A bit like Hood - no experience with these, but:

Ports and Pins/Spindle SetUp - check the delays for Spin Up and Spin down, and the Relay off setting. I assume you are using the Spindle drive step/direction, not an axis drive already.

As a matter of interest try this on an axis step/dir output, drive it as though you would an axis and see if you have the same effect - to see if this is an electronic problem or a mechanical one. If you use a fairly high steps per inch, and do a G0 A1000 or something similar and see if, at the end of the move it stops dead or decelerates down.

My spindle motor drive has a brake - which you can set or leave. On brake it stops very quickly (which I assume is for safety) - so is there something in the drive electronics, or even the motor, which stops it dead if the step pulses are missing. I must admit, although it is fitted, I prefer to let the spindle slow down itself - it is easier on the nerves.
Not me driving the engine - I'm better looking.
Re: Newby with a question about Spindle Step/Dir setup
« Reply #3 on: October 19, 2008, 01:35:52 AM »
I am using the Spindle drive step/direction and not the axis drive.  My axis drives do accel and decel nicely like they should.  The spindle motor will accel just like I have it set up in the motor tuning and I thought should decel just the same but that is not the case.  Another thing that happens when changing spindle speed from lets say 1000rpm to 500rpm is that is immediately changes and when going from 500rpm to 1000rpm it will accel nicely up to the new speed.
Re: Newby with a question about Spindle Step/Dir setup
« Reply #4 on: October 19, 2008, 11:27:52 PM »
Sounds like something that needs to be addressed in Mach. I've got a tormach that runs Mach3 - It's got the analog spindle. They run it as step/direction though, and I assume that the step signal must just go in to some charge pump or something and get fed in to the VFD as an analog signal.... but same deal. An increase in speed is nice and gentle. A decrease bumps, thumps, etc. I assume with a true servo, this would be a pretty violent thing.

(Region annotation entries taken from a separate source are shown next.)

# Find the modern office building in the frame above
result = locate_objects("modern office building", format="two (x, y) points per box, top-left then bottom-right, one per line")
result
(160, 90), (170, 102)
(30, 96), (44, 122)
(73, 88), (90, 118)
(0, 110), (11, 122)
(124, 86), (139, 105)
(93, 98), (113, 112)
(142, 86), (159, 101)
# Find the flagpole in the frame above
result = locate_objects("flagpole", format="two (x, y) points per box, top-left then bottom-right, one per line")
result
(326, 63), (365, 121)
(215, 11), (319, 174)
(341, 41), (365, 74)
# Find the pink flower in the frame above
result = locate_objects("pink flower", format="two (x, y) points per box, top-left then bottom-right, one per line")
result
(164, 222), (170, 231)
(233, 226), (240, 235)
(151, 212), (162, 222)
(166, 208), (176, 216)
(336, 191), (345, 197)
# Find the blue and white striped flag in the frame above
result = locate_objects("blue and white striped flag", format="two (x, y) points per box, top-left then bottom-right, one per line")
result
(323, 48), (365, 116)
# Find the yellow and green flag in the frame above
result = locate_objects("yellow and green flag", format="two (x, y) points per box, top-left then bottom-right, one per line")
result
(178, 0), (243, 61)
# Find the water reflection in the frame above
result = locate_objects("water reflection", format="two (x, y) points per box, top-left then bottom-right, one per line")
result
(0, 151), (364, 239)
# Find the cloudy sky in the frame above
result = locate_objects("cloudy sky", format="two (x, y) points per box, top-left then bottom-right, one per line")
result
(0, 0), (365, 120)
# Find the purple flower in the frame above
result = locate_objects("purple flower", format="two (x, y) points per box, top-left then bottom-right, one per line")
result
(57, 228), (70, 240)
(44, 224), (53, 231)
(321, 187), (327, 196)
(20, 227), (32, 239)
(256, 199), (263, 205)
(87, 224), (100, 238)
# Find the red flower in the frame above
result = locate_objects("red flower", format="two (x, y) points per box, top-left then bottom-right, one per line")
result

I notice that on the VFD, I have to set the decel pot carefully. I needed a replacement VFD back a few months ago (under warranty YAY!) and I had to tune it. The Accel pot could be set almost anywhere, because Mach was ramping it up, but if I set the Decel pot wrong, when I reduced speed a lot or stopped, the VFD would error out with an overvolt. The motor was generating too much juice in the process of slowing down too quickly, and was literally acting like a generator. They all (motors) do this of course, so it needs to be addressed.